= Mike Tipton =

UK academic physiologist

Mike Tipton is a British academic who is Professor of Human & Applied Physiology at the Extreme Environments Laboratory, School of Sport, Health & Exercise Science at the University of Portsmouth. He is also editor-in-chief of Experimental Physiology.

== Education ==
Tipton was educated at the University of Keele and King's College, University of London.

== Career ==

He joined the University of Surrey in 1986. After 12 years at the Robens Institute and European Institute of Health and Medical Science he moved to the University of Portsmouth in 1998. He co-founded the International Drowning Researcher's Alliance.

== Research ==

Tipton's research focuses on the physiological and psychological responses to adverse environments and the selection, preparation and protection of those who enter such environments.

== Collaboration ==
Tipton is a Trustee/Director of Surf Lifesaving GB; a former chairperson and now member of the Energy Institute Health Technical Committee; a member of the Medical Advisory Board of the Ectodermal Dysplasia Society a former member of the Medical (& Survival) committee of the Royal National Lifeboat Institution (RNLI), he is a member of the Council of the RNLI. His research underpins the RNLI "Fight your Instincts" and Float First" campaign.

== Honours ==

Tipton was awarded the G. L. Brown Prize Lecture of The Physiological Society in 2014 that was published in Experimental Physiology in 2015. He is a Fellow of the Royal Society of Medicine and The Physiological Society.

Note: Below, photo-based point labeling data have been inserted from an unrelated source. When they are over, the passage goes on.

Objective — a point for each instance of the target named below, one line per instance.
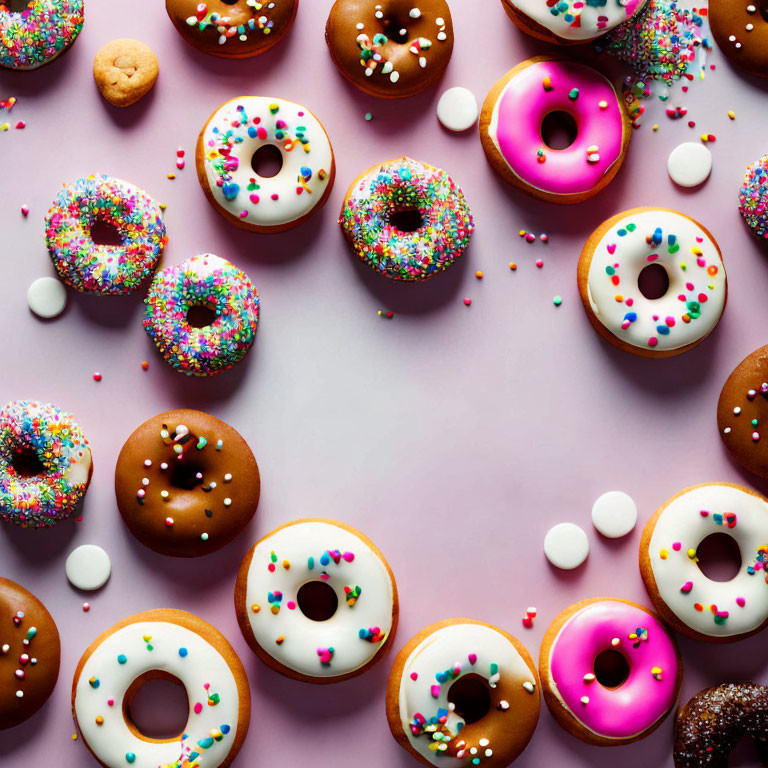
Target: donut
(232, 29)
(40, 33)
(609, 277)
(610, 671)
(29, 654)
(208, 282)
(104, 269)
(753, 197)
(186, 483)
(513, 119)
(465, 690)
(694, 604)
(371, 219)
(170, 645)
(390, 48)
(317, 601)
(226, 156)
(45, 464)
(569, 22)
(740, 29)
(716, 719)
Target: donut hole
(719, 557)
(611, 668)
(201, 315)
(26, 463)
(470, 697)
(156, 707)
(317, 600)
(267, 161)
(653, 281)
(406, 220)
(558, 130)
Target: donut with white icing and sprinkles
(45, 464)
(462, 692)
(29, 654)
(441, 222)
(570, 22)
(101, 268)
(186, 483)
(39, 33)
(171, 645)
(390, 48)
(610, 671)
(228, 144)
(235, 29)
(317, 601)
(612, 268)
(513, 129)
(694, 604)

He has been awarded Honorary Life Membership of Surf Lifesaving GB and the International Association of Sea Survival Trainers for his contributions to saving lives at sea. He was made a Member of the Order of the British Empire (MBE) in 2018 for "services to physiological research in extreme environments", and the Ireland Medal of the Lifesaving Foundation in 2019 for "saving lives from drowning worldwide". In 2021 Tipton was a guest on the BBC Radio 4 programme The Life Scientific.

== Publications ==

Tipton has published over 650 papers, reports, reviews books and abstracts in survival in the sea and extreme environmental physiology, including the books 'The Essentials of Sea Survival' with Dr Frank Golden and 'The Science of Beach Lifeguarding' with Adam Wooler.